Perovskite zinc titanate-reduced graphene oxide nanocomposite photoanode for improved photovoltaic performance in dye-sensitized solar cell

Abstract

The current generation of solar cells are playing a predominant role in energy storage industries due to their economic cost, abundant, and compact design for photovoltaic applications. In this context, composite materials based on perovskite zinc titanate nanoparticles (ZnTiO3 NPs) and perovskite zinc titanate-reduced graphene oxide nanocomposite (RGO-ZnTiO3 NC) were prepared by a simple sol-gel technique. The ZnTiO3 NPs and RGO-ZnTiO3 NC were subjected to X-ray diffraction analysis for calculating crystal structure, crystallite size, microstrain, and dislocation density. The band gap energy of the ZnTiO3 NPs and RGO-ZnTiO3 NCs was found to be 2.9 and 3.1 eV, respectively.
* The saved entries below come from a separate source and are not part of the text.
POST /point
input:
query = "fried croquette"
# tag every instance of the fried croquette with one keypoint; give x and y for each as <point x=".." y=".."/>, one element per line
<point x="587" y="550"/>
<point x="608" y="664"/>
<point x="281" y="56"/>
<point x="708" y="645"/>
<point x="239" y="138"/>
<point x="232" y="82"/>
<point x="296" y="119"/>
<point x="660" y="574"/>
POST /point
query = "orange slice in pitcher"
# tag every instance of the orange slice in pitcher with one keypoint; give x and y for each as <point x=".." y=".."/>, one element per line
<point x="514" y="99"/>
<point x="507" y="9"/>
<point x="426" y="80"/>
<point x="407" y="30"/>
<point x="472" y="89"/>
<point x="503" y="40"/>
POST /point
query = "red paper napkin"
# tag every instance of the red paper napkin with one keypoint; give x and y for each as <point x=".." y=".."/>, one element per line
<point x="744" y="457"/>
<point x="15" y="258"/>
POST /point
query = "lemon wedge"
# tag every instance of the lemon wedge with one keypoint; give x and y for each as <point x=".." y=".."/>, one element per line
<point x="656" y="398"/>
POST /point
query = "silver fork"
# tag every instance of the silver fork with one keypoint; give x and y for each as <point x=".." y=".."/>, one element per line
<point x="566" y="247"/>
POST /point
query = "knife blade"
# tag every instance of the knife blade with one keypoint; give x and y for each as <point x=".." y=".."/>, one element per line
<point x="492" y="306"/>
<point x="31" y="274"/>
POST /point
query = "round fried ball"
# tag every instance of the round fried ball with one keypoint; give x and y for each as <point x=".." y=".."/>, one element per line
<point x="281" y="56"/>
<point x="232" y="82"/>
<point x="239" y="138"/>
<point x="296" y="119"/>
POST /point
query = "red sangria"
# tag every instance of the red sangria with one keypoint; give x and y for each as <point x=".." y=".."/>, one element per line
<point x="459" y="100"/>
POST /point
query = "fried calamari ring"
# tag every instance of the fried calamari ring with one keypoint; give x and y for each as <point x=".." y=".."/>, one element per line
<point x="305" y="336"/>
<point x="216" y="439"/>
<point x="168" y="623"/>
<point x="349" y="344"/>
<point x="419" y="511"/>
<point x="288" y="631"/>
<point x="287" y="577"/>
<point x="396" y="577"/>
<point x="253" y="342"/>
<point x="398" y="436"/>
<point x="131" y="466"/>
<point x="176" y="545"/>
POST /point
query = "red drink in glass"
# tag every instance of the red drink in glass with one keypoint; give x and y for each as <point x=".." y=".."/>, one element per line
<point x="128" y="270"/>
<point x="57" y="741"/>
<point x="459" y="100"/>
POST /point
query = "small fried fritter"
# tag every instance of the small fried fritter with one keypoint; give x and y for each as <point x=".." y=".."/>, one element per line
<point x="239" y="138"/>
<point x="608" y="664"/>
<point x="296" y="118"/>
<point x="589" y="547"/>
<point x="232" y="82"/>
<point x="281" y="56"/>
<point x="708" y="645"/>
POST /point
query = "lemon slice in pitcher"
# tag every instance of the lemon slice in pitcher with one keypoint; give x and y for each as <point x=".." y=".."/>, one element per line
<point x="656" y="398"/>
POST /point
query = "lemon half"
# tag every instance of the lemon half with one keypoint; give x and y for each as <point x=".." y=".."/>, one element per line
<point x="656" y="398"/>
X-ray photoelectron spectroscopy was used to determine elemental species of the RGO-ZnTiO3 NC. The photovoltaic performance of the dye-sensitized solar cell (DSSC) with RGO-ZnTiO3 NC photoanode exhibited strong dye adsorption to facilitate considerable light absorption and efficient electron transport, due to less surface trapping sites compared to unmodified ZnTiO3NPs photoanode based DSSC. The RGO-ZnTiO3 NC photoanode demonstrated best photovoltaic performance with a short-circuit current density of 4.27 mA cm−2 and better photoelectric conversion efficiency of 1.11%, which is ∼2.6 folds higher than the DSSC with ZnTiO3 NPs photoanode.